Una experiencia tan inolvidable como su debut en la ciudad con El Batacazo en 1965, en la galería Bianchini –uno de cuyos dueños era el célebre Leo Castelli-, donde los espectadores debían atravesar diversas situaciones que incluían conejos y moscas mientras avanzaban por una estructura poliédrica de vidrio para “despertarse y vivir, por acción directa de lo insólito, de lo sorpresivo, de las circunstancias desconectadas de la realidad”. La intención de Minujín, explica, era “acortar la distancia entre la obra de arte y el espectador de manera obligatoria, a través de la acción y la estimulación sensorial”.
Ese mismo espíritu tuvoKidnappening, un “happening multidisciplinario con rapto de espectadores” realizado en 1973 en el MoMA, que combinó ópera a cappella, poesía y danza a cargo de 40 performers pintados por la artista como una forma de homenaje a Picasso. “Llegué a tener las llaves del museo para hacer la obra”, aseguró la artista a LA NACION el año pasado.

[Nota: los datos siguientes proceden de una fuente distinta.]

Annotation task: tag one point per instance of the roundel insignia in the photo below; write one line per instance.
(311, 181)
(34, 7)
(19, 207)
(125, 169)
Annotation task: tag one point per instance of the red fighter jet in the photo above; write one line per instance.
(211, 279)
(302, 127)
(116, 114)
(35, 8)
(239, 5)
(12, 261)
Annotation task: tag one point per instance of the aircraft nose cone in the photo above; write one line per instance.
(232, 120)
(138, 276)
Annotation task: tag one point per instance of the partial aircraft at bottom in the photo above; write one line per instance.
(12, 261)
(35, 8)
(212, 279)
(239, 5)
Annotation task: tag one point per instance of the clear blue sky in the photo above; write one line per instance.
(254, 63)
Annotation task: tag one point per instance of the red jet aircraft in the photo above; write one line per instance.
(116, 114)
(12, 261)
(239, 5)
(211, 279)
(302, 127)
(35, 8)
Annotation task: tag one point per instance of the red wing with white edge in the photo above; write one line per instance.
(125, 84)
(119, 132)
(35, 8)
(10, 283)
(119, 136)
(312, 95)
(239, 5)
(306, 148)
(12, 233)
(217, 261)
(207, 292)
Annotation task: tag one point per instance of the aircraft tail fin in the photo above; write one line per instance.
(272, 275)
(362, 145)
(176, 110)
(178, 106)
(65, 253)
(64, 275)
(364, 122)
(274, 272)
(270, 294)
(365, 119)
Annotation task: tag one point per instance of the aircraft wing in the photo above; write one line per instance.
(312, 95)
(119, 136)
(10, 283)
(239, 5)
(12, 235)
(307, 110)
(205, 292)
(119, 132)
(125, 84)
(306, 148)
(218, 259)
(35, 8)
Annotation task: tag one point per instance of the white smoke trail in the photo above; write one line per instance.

Quince espectadores fueron “raptados” en forma voluntaria y llevados con vendas en los ojos a destinos que ignoraban –entre ellos, a un concierto, a un departamento en el Upper East Side, al Consulado de Francia, a una barbería y al Puente de Brooklyn- para “vivir en arte una noche”. Luego detallaron en cartas a la artista cuáles fueron esos destinos, donde se habían preparado cenas y decorados especiales para la ocasión, y una de ellas contó que conoció así a su marido.

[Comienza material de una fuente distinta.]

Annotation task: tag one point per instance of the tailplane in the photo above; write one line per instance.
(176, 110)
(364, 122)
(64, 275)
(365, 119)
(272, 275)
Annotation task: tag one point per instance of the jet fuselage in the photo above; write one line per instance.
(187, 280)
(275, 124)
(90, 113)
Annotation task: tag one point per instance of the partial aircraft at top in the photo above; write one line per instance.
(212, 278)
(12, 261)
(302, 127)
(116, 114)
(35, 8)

En septiembre de 1985, después de haber realizado siete obras en Nueva York entre 1965 y 1974, Minujín regresó a Manhattan y se reencontró con Warhol en el Bar Odeón. “Llegaba con el problema en mi cabeza de cómo se podía pagar la deuda externa a Estados Unidos, ya que todo mi país hablaba de eso –recuerda en el libro-. Al ver al Rey del Pop Art, se me ocurrió la brillante idea de que, ya que yo era la Reina del Pop latinoamericana, podía perfectamente resolver el pago de la deuda con el maíz, que es el oro latinoamericano y del cual mi país es exportador.”
Después de comprar mil choclos en el mercado puertorriqueño en las afueras de la ciudad, los pintó de naranja para que se asemejaran al oro y los llevó a The Factory. Allí tomaron doce fotografías mientras ella le entregaba esa particular “moneda de cambio”. “En ese acto la deuda quedó saldada –agrega la artista-. Cuando terminó la performance fotográfica fuimos caminando a la esquina del Empire State Building con algunos choclos firmados y los repartimos a la gente”.
“Al involucrar a su viejo amigo, ícono del arte Pop –escribe Iglesias Lukin-, Marta también estaba pagando su deuda con Warhol por la profunda influencia en su trabajo: ambos artistas lidiaban con temas similares de la cultura popular, los medios masivos de comunicación, la fama y la imagen. Si bien parcialmente habían llegado a estos temas desde caminos diferentes, Warhol y Minujín compartían una crítica e irónica mirada respecto de los sistemas de pertenencia en el mundo del arte”.